Он был всегда одинаковый — старая летняя шляпа, затертый на рукавах пиджак, скривленные очки. И колясочка с аккордеоном. Звали его Симеон Дрязговитый — имя крайне странное, как будто всплывшее из древних пыльных книг. Прозвище ему дал какой-то остряк из соседей по дому, многие же знали, что по паспорту он Семён Андреевич, а фамилия его действительно Дрязговитый. Говорят, что когда-то он был учителем музыки, но школьные коллеги стали замечать за ним некоторые чудачества и дружный педагогический коллектив во главе с директором в целях защиты учеников от дурного влияния приняли решение избавиться от него. А вскоре новоиспеченный Симеон стал просто нищим, собирающим копейки за свой напрасный труд. Его видели бродящим вдоль улиц то с рюкзаком, то с аккордеоном в легкой алюминиевой коляске, в одной одежде, лишь зимою дополняемой длинным, до пят, пальто. Сколько ему было лет, трудно сказать: может, пятьдесят, а может, и семьдесят — таким неопределенным был его скромный облик. Соседи не понимали, почему он не может устроиться на какую-нибудь, хоть самую плохонькую работу, ведь непьющий он был, не инвалид. Но Симеон предпочитал просиживать дни на рынке, наигрывая забытые всеми мелодии. Руки его бережно, как ребенка, обнимали старый немецкий аккордеон, худыми длинными пальцами искусно перебирая пожелтевшие клавиши. Голова его при этом всегда наклонялась в сторону, как будто он прислушивался к чему-то еще, звучащему помимо мелодии и чего не слышал никто. Казалось, он сливался с музыкой в одно целое и был слеп, не реагируя никак на проходящих, но когда кто-то бросал монетку в его маленькую коробку от пиццы, он коротко, легким кивком и улыбкой благодарил дарящего, да так, что тот невольно замедлял шаг, ощущая теплоту взгляда.

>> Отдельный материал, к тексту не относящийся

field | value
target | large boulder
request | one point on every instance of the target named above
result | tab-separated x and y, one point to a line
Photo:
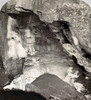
52	87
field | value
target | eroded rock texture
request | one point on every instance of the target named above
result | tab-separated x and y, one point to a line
46	36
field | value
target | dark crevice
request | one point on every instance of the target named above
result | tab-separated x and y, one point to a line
62	28
65	38
80	66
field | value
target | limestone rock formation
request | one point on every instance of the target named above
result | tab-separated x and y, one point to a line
53	88
46	36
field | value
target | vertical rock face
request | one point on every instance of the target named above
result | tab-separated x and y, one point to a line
46	36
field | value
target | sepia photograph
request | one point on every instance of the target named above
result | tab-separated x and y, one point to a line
45	50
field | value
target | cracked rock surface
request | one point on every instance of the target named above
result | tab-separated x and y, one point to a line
46	36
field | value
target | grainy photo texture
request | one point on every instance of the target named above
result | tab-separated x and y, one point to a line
45	50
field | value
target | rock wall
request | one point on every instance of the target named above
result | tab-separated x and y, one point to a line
50	36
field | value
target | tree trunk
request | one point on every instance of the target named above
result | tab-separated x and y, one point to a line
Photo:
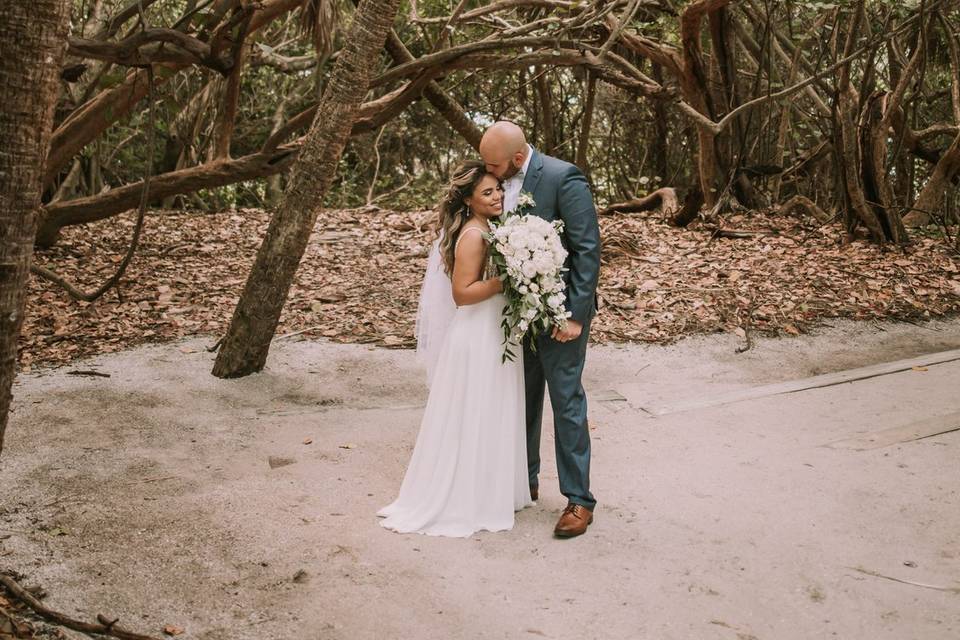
33	42
255	319
583	150
549	139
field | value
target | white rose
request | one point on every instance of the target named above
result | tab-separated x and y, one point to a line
529	270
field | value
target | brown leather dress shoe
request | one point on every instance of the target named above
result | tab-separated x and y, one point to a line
573	521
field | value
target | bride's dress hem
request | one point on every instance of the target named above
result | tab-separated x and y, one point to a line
468	469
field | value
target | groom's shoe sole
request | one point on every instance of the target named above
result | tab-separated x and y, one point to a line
573	521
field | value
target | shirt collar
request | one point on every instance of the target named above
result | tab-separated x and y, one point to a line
526	163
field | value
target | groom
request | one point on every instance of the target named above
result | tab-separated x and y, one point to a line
561	192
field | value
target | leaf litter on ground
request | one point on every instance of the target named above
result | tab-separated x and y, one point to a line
359	280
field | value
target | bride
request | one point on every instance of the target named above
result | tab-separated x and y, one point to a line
468	471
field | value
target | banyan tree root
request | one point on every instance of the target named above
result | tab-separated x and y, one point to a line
806	205
664	199
27	598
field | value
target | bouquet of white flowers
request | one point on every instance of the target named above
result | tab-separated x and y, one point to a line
526	253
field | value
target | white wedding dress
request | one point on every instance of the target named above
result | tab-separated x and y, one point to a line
468	471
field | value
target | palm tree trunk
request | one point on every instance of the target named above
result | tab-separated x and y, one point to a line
255	319
33	42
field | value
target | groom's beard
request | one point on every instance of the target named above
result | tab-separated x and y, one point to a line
511	171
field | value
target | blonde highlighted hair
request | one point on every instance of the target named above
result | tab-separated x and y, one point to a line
453	210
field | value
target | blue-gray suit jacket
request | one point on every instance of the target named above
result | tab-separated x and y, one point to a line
561	191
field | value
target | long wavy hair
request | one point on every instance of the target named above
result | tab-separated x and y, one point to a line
453	211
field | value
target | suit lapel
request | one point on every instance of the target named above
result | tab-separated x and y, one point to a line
534	171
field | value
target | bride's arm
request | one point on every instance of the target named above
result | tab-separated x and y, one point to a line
468	288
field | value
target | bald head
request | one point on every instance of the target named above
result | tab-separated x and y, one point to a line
503	149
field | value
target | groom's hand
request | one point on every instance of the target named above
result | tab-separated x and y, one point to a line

Старый аккордеон играл слабым голосом, силясь охватить красоту русских вальсов. Симеон исполнял только старую русскую музыку: «Амурские волны», «На сопках Маньчжурии», «В лесу прифронтовом», «Севастопольский вальс». Среди шума толпы, нудной рекламы и ритмичной музыки звуки аккордеона были еле различимы, но все же они не терялись в безумной какофонии, до слуха каждого проходящего доплывал тихий ручеек светлых переливов. Люди, несомненно, слышали его, различали звуки; может, и были те, кому эти мелодии нравились, но никто не решался остановиться, влекомый общим потоком.

Охранники торгового центра не раз прогоняли Симеона, поскольку он мешал движению посетителей; он смиренно подчинялся, уходил, но на следующий день появлялся вновь. Иногда возле него останавливались пьяницы и бездомные. Чувствуя в нем собрата по обездоленности, они пытались увлечь его с собой, отобрать деньги, но, сталкиваясь с его беззащитной улыбкой, презрительно называли дураком и оставляли в покое. Труднее было с дерзкой детворой: они кидали в Симеона камни, срывали с него шляпу, играя ею в футбол, угоняли коляску. Но Симеон и тогда лишь грустно улыбался.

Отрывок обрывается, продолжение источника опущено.